Analysts found that 3.4 billion people have barely escaped extreme poverty and are living on less than $5.50 a day
posted onJanuary 21, 2019

Billionaire fortunes increased by 12 percent last year – or $2.5 billion a day - while the 3.8 billion people who make up the poorest half of humanity saw their wealth decline by 11 percent, reveals a new report from Oxfam International today.

The UK-based charity's annual inequality report is being launched as top policymakers and business leaders gather for the World Economic Forum in the Swiss town of Davos which takes place against a backdrop of deepening gloom over the global economic and political outlook. 

The elite Alpine gathering is expected to draw some 3,000 participants. But several notable political figures will be missing from one of the biggest economic events in the calendar. 

World leaders skip out on Davos

US President Donald Trump is skipping the four-day event as he seeks to respond to a government shutdown back home. British Prime Minister Theresa May will also give the annual meeting a miss to focus on finding a consensus on Brexit

France's Emmanuel Macron has also decided to stay away from the summit as he battles to  respond to the “yellow vest” protests. Another absentee is Russia's President Vladimir Putin.

But the annual gathering at the luxury Swiss ski resort town, will not be short of rich, famous and influential figures by any means, with Bill Gates, IMF managing director Christine Lagarde, Prince William all on the guest list. 

‘Public Good or Private Wealth’ findings

Meanwhile, Oxfam's ‘Public Good or Private Wealth’ report reveals that the world's richest man, Amazon CEO Jeff Bezos, saw his fortune increase to $112 billion last year.

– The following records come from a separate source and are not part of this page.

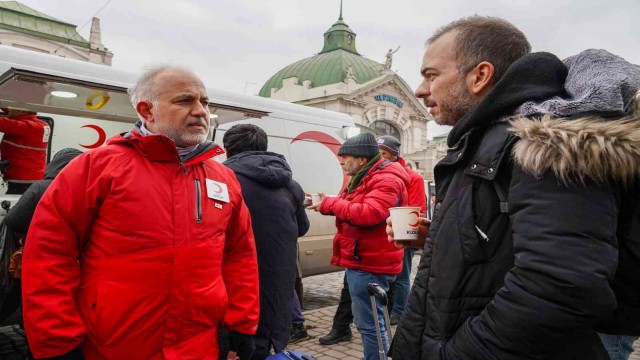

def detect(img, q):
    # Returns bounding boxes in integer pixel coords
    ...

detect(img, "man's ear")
[136,101,153,122]
[467,61,496,95]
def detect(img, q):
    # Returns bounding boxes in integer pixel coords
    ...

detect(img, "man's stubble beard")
[434,80,477,126]
[156,121,209,147]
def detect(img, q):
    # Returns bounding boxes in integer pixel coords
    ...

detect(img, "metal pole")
[369,296,385,360]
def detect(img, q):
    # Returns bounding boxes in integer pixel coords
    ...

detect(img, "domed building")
[259,9,435,178]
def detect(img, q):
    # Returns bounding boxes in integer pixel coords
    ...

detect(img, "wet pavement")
[294,254,640,360]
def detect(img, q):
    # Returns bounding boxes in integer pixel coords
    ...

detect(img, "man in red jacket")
[309,133,409,360]
[378,135,427,325]
[0,108,51,194]
[22,67,259,360]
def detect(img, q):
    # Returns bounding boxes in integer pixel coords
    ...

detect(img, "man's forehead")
[421,31,457,68]
[154,70,207,96]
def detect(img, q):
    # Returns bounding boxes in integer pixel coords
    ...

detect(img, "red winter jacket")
[0,115,50,183]
[320,159,409,275]
[22,132,259,360]
[398,157,427,216]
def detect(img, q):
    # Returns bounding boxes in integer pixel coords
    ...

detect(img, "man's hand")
[387,217,431,249]
[227,331,256,360]
[305,192,326,211]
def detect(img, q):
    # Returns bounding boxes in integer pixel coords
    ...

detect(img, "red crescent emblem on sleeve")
[80,125,107,149]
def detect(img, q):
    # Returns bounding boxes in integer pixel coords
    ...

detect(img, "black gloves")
[43,347,84,360]
[229,331,256,360]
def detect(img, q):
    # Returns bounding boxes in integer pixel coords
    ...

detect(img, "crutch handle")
[367,283,387,306]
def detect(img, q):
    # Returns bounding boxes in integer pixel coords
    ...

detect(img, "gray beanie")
[378,135,400,156]
[338,132,380,159]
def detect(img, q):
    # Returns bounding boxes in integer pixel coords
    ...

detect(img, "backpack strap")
[464,122,518,214]
[492,181,509,214]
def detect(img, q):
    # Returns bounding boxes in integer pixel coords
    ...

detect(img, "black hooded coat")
[224,151,309,359]
[392,52,640,360]
[5,148,82,234]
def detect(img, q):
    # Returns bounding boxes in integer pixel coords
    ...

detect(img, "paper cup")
[389,206,420,240]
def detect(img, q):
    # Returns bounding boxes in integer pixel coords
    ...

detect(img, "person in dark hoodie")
[5,148,82,235]
[387,16,640,360]
[222,124,309,360]
[0,148,82,321]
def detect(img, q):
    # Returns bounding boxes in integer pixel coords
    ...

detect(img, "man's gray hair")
[127,66,193,108]
[427,15,531,82]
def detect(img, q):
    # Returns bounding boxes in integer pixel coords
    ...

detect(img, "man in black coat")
[222,124,309,360]
[5,148,82,237]
[0,148,82,321]
[387,16,640,360]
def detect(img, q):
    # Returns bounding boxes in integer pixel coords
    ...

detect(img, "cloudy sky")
[20,0,640,134]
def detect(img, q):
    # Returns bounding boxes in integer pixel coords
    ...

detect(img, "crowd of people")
[0,12,640,360]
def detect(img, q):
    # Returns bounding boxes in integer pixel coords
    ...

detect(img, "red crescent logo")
[80,125,107,149]
[409,211,420,227]
[291,131,349,188]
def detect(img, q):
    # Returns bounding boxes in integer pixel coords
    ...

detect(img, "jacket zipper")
[194,179,202,224]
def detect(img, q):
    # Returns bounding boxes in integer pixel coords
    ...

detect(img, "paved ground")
[288,255,640,360]
[0,255,640,360]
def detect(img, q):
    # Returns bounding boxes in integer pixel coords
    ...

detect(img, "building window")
[371,121,402,140]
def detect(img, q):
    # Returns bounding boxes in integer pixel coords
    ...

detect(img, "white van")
[0,45,354,276]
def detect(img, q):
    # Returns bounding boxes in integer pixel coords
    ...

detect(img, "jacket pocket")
[194,179,202,224]
[352,237,360,261]
[458,179,510,263]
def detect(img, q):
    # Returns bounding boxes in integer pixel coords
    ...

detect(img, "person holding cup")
[308,133,409,360]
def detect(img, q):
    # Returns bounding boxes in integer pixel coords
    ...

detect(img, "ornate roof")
[259,9,383,97]
[0,1,89,48]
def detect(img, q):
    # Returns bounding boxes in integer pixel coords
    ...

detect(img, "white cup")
[389,206,420,240]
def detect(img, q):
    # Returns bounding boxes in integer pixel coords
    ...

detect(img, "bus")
[0,45,355,276]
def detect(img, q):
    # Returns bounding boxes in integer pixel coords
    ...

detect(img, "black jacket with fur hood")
[392,53,640,360]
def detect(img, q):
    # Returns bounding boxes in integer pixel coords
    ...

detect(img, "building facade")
[0,1,113,65]
[259,11,448,180]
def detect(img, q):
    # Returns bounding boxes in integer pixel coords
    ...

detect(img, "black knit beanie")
[338,132,380,159]
[378,135,400,156]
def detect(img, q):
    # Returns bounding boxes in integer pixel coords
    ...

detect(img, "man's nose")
[191,103,209,120]
[414,80,431,98]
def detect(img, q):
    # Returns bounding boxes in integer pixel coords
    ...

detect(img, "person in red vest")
[0,108,51,194]
[22,67,260,360]
[377,135,427,325]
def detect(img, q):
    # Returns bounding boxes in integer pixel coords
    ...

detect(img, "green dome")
[259,9,384,97]
[259,49,383,97]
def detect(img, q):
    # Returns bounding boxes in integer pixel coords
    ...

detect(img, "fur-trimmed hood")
[511,49,640,184]
[511,115,640,184]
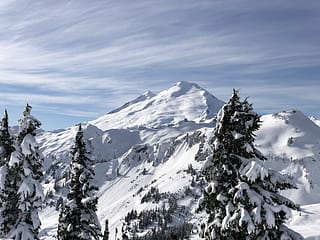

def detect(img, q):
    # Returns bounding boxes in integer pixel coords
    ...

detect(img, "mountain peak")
[92,81,223,129]
[176,81,202,89]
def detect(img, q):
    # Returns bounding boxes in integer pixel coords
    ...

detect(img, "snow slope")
[256,110,320,204]
[90,82,223,130]
[33,82,320,240]
[310,116,320,126]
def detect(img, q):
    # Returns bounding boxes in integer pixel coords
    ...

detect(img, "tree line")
[0,90,303,240]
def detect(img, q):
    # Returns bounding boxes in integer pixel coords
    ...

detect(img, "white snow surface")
[24,82,320,240]
[90,82,223,130]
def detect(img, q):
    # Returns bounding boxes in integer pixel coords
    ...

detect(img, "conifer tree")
[8,104,44,240]
[103,219,110,240]
[198,90,302,240]
[0,110,18,237]
[58,124,102,240]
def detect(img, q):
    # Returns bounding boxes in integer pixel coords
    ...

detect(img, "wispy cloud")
[0,0,320,129]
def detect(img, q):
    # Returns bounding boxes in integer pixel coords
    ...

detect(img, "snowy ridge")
[33,82,320,240]
[310,116,320,127]
[256,110,320,204]
[90,82,223,130]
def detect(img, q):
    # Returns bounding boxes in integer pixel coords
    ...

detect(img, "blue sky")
[0,0,320,129]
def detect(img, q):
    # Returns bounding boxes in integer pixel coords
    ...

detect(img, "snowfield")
[32,82,320,240]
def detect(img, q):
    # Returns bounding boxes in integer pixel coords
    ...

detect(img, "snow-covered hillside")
[256,110,320,204]
[33,82,320,239]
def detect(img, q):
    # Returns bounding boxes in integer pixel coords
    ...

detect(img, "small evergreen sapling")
[58,124,102,240]
[198,90,302,240]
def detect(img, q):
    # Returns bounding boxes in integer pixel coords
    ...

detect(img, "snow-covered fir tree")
[58,124,102,240]
[198,90,303,240]
[103,219,110,240]
[0,110,18,237]
[8,104,44,240]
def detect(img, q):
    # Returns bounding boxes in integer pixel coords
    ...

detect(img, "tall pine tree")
[0,110,18,237]
[198,90,302,240]
[58,124,102,240]
[8,104,43,240]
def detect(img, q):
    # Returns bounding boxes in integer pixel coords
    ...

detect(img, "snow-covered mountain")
[310,116,320,126]
[38,82,320,239]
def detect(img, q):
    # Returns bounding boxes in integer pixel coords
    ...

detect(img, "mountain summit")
[90,82,223,130]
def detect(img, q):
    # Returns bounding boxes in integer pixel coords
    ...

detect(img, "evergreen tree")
[103,219,110,240]
[58,124,102,240]
[198,90,302,240]
[8,104,44,240]
[0,110,18,237]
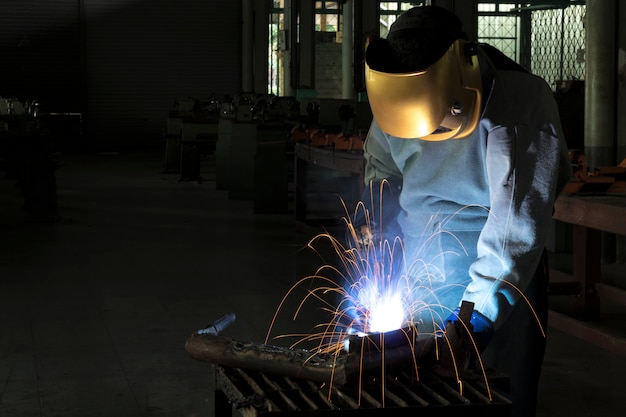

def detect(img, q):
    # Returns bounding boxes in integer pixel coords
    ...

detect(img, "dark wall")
[0,0,241,148]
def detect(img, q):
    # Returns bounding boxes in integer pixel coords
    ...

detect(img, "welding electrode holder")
[196,313,237,335]
[434,301,474,376]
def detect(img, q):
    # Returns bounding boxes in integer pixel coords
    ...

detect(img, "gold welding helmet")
[365,39,482,141]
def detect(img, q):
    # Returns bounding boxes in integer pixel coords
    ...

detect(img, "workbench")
[550,193,626,353]
[294,143,365,225]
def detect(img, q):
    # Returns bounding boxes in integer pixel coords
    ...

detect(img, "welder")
[357,6,571,417]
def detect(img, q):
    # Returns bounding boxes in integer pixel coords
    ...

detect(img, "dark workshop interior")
[0,0,626,417]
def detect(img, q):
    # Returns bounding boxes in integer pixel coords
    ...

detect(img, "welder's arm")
[463,122,571,329]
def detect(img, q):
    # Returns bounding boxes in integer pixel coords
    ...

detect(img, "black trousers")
[482,251,549,417]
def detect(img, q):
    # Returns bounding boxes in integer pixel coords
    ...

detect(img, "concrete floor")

Just one percent of his wealth was the equivalent to the entire health budget of Ethiopia, a country of 105 million people.

Among other findings of the report were: 

  • The number of billionaires has almost doubled since the financial crisis, with a new billionaire created every two days between 2017 and 2018, yet wealthy individuals and corporations are paying lower rates of tax than they have in decades.
  • Getting the richest one percent to pay just 0.5 percent extra tax on their wealth could raise more money than it would cost to educate the 262 million children out of school and provide healthcare that would save the lives of 3.3 million people.
  • Just four cents in every dollar of tax revenue collected globally came from taxes on wealth such as inheritance or property in 2015. These types of tax have been reduced or eliminated in many rich countries and are barely implemented in the developing world. 
  • Tax rates for wealthy individuals and corporations have also been cut dramatically. For example, the top rate of personal income tax in rich countries fell from 62 percent in 1970 to just 38 percent in 2013. The average rate in poor countries is just 28 percent.
  • In some countries, such as Brazil, the poorest 10 percent of society are now paying a higher proportion of their incomes in tax than the richest 10 percent.

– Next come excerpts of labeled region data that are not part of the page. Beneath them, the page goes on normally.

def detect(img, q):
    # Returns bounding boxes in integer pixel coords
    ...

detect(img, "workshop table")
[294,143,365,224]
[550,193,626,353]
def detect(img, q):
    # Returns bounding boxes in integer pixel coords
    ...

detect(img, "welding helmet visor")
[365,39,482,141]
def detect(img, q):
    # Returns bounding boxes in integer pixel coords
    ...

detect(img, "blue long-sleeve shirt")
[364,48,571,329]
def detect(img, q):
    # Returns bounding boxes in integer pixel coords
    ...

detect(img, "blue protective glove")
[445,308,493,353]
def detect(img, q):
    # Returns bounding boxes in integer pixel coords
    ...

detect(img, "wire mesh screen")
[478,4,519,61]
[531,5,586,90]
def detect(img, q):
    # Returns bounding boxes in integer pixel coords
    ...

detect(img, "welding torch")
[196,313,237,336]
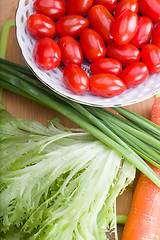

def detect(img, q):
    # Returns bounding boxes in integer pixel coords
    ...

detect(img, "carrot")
[122,97,160,240]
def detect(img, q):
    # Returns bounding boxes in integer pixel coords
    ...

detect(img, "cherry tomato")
[66,0,93,16]
[131,16,153,48]
[142,44,160,73]
[89,73,126,97]
[27,13,57,38]
[107,42,141,67]
[80,28,106,62]
[93,0,117,12]
[63,64,89,93]
[58,36,83,65]
[120,62,149,88]
[33,0,65,20]
[152,23,160,48]
[33,38,61,70]
[112,9,138,45]
[90,58,122,76]
[138,0,160,22]
[88,5,114,43]
[57,15,89,38]
[114,0,138,18]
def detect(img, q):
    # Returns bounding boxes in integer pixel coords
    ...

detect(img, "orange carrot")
[122,97,160,240]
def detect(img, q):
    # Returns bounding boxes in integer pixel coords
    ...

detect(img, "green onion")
[112,107,160,135]
[0,60,160,187]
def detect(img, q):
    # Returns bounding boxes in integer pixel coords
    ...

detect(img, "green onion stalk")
[0,19,160,187]
[0,19,15,103]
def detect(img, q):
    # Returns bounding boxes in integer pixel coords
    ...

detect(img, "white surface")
[16,0,160,107]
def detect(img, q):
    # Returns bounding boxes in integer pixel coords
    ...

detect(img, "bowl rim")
[14,0,160,107]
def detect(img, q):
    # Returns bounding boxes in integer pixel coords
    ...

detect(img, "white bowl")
[15,0,160,107]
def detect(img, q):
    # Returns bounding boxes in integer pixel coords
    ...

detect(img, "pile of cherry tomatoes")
[27,0,160,97]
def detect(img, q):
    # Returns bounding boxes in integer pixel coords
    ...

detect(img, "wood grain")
[0,0,154,240]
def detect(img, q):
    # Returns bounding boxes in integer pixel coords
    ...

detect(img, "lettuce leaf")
[0,106,135,240]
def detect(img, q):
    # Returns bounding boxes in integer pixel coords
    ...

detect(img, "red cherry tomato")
[142,44,160,73]
[66,0,93,16]
[138,0,160,22]
[33,0,65,20]
[131,16,153,48]
[89,73,126,98]
[152,23,160,48]
[27,13,57,38]
[57,15,89,38]
[58,36,83,65]
[114,0,138,18]
[80,28,106,62]
[63,64,89,93]
[33,38,61,70]
[90,58,122,76]
[107,42,141,67]
[88,5,114,43]
[93,0,117,12]
[112,9,138,45]
[120,62,149,88]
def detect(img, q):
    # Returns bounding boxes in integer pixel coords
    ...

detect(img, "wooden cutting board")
[0,0,154,240]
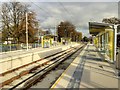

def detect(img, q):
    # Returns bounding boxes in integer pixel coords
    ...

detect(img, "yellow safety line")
[50,44,83,90]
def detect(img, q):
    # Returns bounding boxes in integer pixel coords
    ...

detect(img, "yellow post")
[41,36,44,47]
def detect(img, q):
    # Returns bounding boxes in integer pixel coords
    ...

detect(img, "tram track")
[0,45,84,90]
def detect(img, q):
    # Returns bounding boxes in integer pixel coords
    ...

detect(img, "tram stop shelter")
[89,22,120,74]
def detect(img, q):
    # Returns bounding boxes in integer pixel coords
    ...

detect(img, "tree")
[102,17,120,24]
[57,21,75,41]
[1,2,38,43]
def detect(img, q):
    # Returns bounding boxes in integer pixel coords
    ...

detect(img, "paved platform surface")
[51,44,120,90]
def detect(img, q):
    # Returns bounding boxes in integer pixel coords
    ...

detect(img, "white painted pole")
[26,12,28,51]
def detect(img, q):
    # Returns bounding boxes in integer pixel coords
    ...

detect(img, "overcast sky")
[0,0,119,35]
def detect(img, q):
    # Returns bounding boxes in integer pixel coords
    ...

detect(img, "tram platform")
[51,44,120,90]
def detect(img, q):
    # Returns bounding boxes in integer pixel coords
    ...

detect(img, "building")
[89,22,115,62]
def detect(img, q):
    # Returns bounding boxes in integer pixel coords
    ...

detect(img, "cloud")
[29,2,118,34]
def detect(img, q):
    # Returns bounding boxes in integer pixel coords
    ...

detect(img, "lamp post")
[70,32,73,41]
[26,12,28,51]
[110,25,120,76]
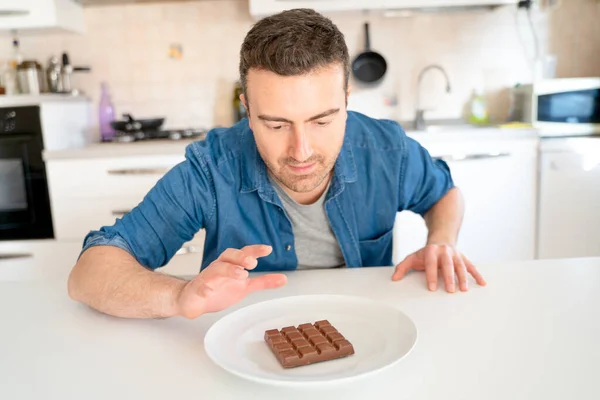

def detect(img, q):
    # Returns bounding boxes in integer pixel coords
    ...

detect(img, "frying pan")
[352,23,387,84]
[110,114,165,132]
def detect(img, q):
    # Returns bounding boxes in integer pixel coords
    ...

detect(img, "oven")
[0,106,54,240]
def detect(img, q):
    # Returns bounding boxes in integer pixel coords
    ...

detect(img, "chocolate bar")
[265,320,354,368]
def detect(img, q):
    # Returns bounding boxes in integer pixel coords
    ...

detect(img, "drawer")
[46,155,185,199]
[52,195,205,248]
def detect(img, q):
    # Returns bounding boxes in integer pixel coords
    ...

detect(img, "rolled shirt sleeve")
[398,137,454,216]
[82,144,216,269]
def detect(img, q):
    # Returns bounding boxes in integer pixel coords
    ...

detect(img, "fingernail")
[235,269,246,278]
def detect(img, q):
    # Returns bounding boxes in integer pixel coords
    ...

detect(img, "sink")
[398,119,482,133]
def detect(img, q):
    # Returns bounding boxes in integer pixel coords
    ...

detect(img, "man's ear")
[346,84,352,108]
[240,93,252,129]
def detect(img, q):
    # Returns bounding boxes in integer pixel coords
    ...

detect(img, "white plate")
[204,295,417,386]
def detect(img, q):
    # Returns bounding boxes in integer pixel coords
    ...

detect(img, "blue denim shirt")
[83,112,453,271]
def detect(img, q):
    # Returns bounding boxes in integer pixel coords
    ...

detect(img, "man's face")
[242,64,347,193]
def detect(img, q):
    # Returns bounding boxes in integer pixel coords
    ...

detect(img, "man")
[69,9,485,318]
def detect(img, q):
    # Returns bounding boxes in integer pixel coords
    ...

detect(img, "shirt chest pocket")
[358,228,394,267]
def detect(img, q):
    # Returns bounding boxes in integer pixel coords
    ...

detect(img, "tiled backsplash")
[0,0,600,134]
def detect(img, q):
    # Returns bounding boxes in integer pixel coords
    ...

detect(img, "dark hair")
[240,8,350,94]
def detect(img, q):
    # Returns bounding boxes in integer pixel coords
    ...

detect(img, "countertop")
[44,127,538,161]
[0,93,90,107]
[0,244,600,400]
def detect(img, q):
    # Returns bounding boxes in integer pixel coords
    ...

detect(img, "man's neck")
[271,171,333,206]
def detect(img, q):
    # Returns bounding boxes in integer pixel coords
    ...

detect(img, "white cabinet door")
[0,0,85,33]
[250,0,518,17]
[380,0,518,10]
[538,138,600,258]
[250,0,385,17]
[394,140,537,263]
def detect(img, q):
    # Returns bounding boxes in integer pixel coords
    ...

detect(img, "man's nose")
[290,127,313,162]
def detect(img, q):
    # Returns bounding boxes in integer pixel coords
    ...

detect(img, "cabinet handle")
[434,153,510,162]
[175,246,204,256]
[0,10,29,17]
[108,167,169,175]
[0,254,33,260]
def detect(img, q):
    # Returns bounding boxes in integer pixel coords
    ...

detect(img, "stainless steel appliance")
[113,128,208,143]
[511,78,600,136]
[0,106,54,240]
[528,78,600,258]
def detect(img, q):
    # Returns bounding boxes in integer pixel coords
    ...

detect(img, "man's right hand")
[177,245,287,319]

“The size of your bank account should not dictate how many years your children spend in school, or how long you live – yet this is the reality in too many countries across the globe. While corporations and the super-rich enjoy low tax bills, millions of girls are denied a decent education and women are dying for lack of maternity care” said Winnie Byanyima, Oxfam's executive director, in a statement. 

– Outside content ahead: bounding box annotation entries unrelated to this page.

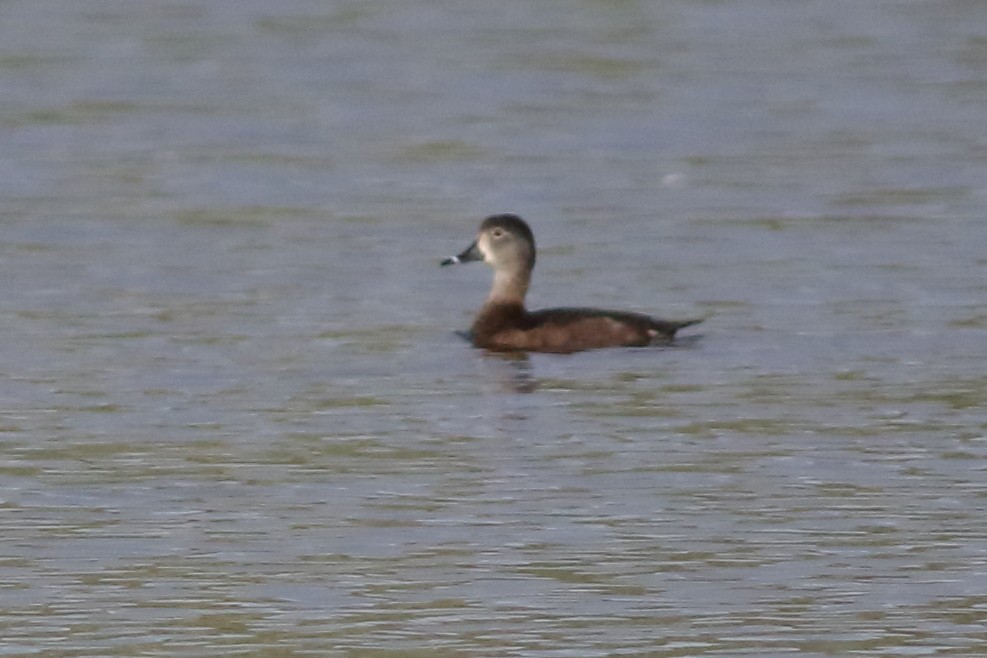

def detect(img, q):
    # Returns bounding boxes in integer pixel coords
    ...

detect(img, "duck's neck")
[487,270,531,307]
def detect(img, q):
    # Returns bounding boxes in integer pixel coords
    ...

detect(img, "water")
[0,0,987,658]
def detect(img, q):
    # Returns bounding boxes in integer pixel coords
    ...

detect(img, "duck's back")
[472,305,700,353]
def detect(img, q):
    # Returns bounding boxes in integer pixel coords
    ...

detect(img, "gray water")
[0,0,987,658]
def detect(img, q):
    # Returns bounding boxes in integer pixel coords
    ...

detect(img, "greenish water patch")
[509,52,654,80]
[4,100,140,126]
[176,206,313,226]
[834,185,971,206]
[394,139,484,164]
[317,324,421,353]
[255,4,373,37]
[0,53,71,73]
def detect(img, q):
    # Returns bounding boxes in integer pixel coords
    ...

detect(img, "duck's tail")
[652,318,706,340]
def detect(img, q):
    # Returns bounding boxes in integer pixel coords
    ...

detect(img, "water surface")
[0,0,987,658]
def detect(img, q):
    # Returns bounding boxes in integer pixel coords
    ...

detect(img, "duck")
[440,213,703,354]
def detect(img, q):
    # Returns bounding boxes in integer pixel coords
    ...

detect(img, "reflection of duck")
[442,215,702,353]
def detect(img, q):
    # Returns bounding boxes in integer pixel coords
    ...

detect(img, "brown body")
[442,215,702,353]
[470,304,701,353]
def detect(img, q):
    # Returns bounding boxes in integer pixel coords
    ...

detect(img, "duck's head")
[442,214,535,274]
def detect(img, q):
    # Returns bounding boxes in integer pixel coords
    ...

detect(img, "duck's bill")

Oxfam executive director Winnie Byanyima
Winnie Byanyima, Oxfam's executive director

At the same time, public services are suffering from chronic underfunding or being outsourced to private companies that exclude the poorest people.  In many countries a decent education or quality healthcare has become a luxury only the rich can afford. Every day 10,000 people die because they lack access to affordable healthcare. In developing countries, a child from a poor family is twice as likely to die before the age of five than a child from a rich family. In countries like Kenya a child from a rich family will spend twice as long in education as one from a poor family.
Cutting taxes on wealth predominantly benefits men who own 50 percent more wealth than women globally, and control over 86 percent of corporations.  Conversely, when public services are neglected poor women and girls suffer most. Girls are pulled out of school first when the money isn’t available to pay fees, and women clock up hours of unpaid work looking after sick relatives when healthcare systems fail. Oxfam estimates that if all the unpaid care work carried out by women across the globe was done by a single company it would have an annual turnover of $10 trillion – 43 times that of Apple, the world’s biggest company.

“People across the globe are angry and frustrated.  Governments must now deliver real change by ensuring corporations and wealthy individuals pay their fair share of tax and investing this money in free healthcare and education that meets the needs of everyone - including women and girls whose needs are so often overlooked. Governments can build a brighter future for everyone – not just a privileged few,” added Byanyima.

Oxfam said its methodology for assessing the gap between rich and poor was based on global wealth distribution data provided by Credit Suisse Wealth Databook and relate to the period June 2017 – June 2018. The wealth of billionaires was calculated using the Annual Forbes ‘Billionaires List’ and relates to the period March 2017 – March 2018.